Jesus Shall Reign Where Ever The Sun
Words: Isaac Watts, 1719; Music: “Duke Street,” Refrain: Resolved Music
This is a great transition from the last song which ends with, “The Lord is King; let the heavens ring!” More specifically, Jesus is King and He “shall reign where ever the sun does its successive journeys run!” The verses are a familiar tune to us at First Baptist, and hopefully the refrain has become increasingly familiar, written by the folks in Enfield and sung frequently at Resolved. Take a gander here.

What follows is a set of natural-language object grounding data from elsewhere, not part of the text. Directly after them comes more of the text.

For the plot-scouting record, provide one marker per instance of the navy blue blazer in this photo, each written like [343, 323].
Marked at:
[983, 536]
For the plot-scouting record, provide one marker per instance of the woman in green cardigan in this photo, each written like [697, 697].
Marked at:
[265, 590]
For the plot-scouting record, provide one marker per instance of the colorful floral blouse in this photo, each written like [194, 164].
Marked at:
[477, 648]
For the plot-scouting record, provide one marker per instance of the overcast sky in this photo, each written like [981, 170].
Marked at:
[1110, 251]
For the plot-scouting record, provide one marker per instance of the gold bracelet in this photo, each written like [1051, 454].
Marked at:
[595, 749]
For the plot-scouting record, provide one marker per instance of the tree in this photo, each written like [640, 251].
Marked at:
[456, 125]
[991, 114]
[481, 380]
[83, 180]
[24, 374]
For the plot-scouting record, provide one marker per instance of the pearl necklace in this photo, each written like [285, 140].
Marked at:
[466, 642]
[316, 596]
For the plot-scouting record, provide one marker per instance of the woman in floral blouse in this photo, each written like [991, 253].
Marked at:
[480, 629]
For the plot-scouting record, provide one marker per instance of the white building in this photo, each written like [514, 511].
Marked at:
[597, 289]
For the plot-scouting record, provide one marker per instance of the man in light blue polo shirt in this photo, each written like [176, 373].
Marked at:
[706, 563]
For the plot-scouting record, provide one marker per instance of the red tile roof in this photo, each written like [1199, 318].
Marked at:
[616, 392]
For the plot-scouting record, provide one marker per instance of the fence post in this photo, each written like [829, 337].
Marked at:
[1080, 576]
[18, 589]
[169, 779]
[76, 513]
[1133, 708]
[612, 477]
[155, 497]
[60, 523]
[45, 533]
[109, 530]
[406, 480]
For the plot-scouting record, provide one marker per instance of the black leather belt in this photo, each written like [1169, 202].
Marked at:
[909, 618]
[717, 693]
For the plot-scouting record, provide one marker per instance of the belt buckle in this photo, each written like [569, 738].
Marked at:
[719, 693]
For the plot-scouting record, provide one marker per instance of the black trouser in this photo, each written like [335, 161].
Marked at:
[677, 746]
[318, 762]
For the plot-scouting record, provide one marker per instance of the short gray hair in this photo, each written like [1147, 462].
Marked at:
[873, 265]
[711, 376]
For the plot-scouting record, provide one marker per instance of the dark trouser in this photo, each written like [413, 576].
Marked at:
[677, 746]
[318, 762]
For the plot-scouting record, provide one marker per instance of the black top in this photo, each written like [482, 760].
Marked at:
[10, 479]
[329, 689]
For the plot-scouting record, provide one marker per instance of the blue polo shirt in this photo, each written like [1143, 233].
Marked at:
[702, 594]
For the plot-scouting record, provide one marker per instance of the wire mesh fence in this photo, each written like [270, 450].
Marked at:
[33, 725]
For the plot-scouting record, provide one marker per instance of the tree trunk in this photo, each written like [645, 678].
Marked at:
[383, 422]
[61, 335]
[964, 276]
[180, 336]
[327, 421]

I Will Glory in My Redeemer
Words and music by Steve and Vikki Cook © 2001 Sovereign Grace Worship
This song has definitely become a favorite modern hymn for me. It boldly speaks the glories of the gospel and it borrows a lot of poetic language from the Psalms. “Mine was the sin that drove the bitter nails and hung Him on that judgment tree.” Overall, I love using that phrase, “I will glory in...” We don’t speak like that normally, but it expresses a longing that can’t be put into words otherwise.
Go to Dark Gethsemane
Words: James Montgomery, 1850. Music: Richard Redhead, 1853
I often search our hymnal for jewels that maybe we’ve forgotten about... I think this is one of them (though I’m sure it didn’t escape Chet Smith’s eye and he probably often uses it for evening service). My only gripe about it is that it mistakenly leaves off the last verse in our hymnal for some reason. One of me and my husband’s favorite blogs posted about this song last Easter. Read about it here.
Wish us luck with camping – or better yet, pray for us! I am excited but nervous that we won’t be sleeping very well. And as always, please let me know if you have any comments or questions! I look forward to singing with you Sunday!